Although Indiana is the Wrights’ marital domicile and has a statute regulating who may sue for injuries to a child,7 we do not believe a Mississippi court would apply this statute.
In Mitchell v. Craft the Mississippi Supreme Court stated that “an important consideration is the application of the better rule of law.” 211 So.2d at 514. A Mississippi court would recognize that the Indiana statute may contravene the equal protection clause of the Fourteenth Amendment under the rationale of Reed v. Reed, 404 U.S. 71, 92 S.Ct. 251, 30 L.Ed.2d 225 (1971), and in view of the possible constitutional difficulties, we feel a Mississippi court would opt for its own law. Especially is this true in the instant case where Indiana’s only contact with the parties or the occurrence is that it is the appellants’ domicile. In other situations this single contact might achieve greater significance; for example, if the Indiana statute was designed to promote harmony or prevent discord in the marital relationship, or to prevent collusive suits between spouses, then perhaps there would be an Indiana, policy which would be advanced by applying its statute. However, applying this statute to our facts to determine whether Mrs. Wright has an interest in the parents’ claim would not seem to advance the policy underlying the statute which is not to protect the marital relationship. See Mayhew v. Burns, 103 Ind. 328, 2 N.E. 793 (Ind.1885); Thompson v. Town of Ft. Branch, 178 N.E. 440 (Ind.1831). While this statute may advance Indiana policies when Indiana is the forum, those policies would not be furthered by applying the statute in a Mississippi forum. For this reason, Mississippi would look solely to forum law. This brief analysis illustrates several grounds upon *1286which to deny the application of Indiana law.
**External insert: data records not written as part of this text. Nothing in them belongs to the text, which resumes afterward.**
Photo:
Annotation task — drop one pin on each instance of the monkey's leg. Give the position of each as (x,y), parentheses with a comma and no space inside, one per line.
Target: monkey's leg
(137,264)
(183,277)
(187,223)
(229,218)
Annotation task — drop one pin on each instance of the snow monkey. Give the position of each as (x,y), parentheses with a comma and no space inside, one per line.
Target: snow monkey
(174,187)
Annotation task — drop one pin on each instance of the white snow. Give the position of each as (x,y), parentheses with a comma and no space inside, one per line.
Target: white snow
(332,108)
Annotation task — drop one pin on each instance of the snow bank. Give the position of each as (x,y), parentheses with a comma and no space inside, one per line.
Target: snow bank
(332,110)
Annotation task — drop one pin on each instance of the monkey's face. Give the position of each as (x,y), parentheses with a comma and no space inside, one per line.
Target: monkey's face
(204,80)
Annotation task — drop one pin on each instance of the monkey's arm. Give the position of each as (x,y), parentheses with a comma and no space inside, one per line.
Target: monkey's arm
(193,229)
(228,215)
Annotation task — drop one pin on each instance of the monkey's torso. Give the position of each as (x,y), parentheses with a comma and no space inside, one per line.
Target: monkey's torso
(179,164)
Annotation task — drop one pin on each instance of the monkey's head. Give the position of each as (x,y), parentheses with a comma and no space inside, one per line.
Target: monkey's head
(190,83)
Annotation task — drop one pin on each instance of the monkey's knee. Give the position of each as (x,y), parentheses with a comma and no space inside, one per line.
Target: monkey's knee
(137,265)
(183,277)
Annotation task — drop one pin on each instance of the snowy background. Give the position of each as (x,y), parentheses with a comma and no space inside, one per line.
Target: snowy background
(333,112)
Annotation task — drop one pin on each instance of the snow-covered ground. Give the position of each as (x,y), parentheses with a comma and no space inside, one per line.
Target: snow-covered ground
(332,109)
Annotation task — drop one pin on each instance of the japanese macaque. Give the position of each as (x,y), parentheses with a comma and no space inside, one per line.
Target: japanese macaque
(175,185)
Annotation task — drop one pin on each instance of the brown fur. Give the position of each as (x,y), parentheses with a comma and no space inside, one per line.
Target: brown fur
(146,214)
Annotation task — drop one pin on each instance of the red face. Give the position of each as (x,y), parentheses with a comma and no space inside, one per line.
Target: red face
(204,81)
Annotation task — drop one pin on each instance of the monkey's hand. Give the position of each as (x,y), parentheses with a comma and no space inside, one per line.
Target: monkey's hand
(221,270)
When considered together, they confirm our conviction that a Mississippi court would apply forum law to determine whether Mrs. Wright has an interest in the parents’ claim apart from her husband.
Having concluded that Mississippi law should be applied, we move now to the resolution of the substantive issues.
III.
The district court reasoned that because a father has the primary obligation to support his minor child he is the sole owner of the parents’ suit for consequential damages suffered as a result of the child’s injury. In addition, the court treated Mrs. Wright’s nursing services as a part of the husband’s consortium, to which he is entitled because of the marital relation, and thus concluded that Mr. Wright was alone entitled to recover the reasonable value of Mrs. Wright’s services. There is a two-step analysis present here. The father is the sole owner of the parents’ right of action because he has the primary obligation of support; secondly, as the sole owner of the right, he is entitled to all the damages. Thus all damages must be reduced by his comparative negligence —a portion of the damages cannot be segregated and remain immune from the application of the comparative negligence standard. Our interpretation of Mississippi law, influenced by contemporary concepts concerning the rights of women, causes us to reject the conclusions reached by the court below and urged on us by the appellees.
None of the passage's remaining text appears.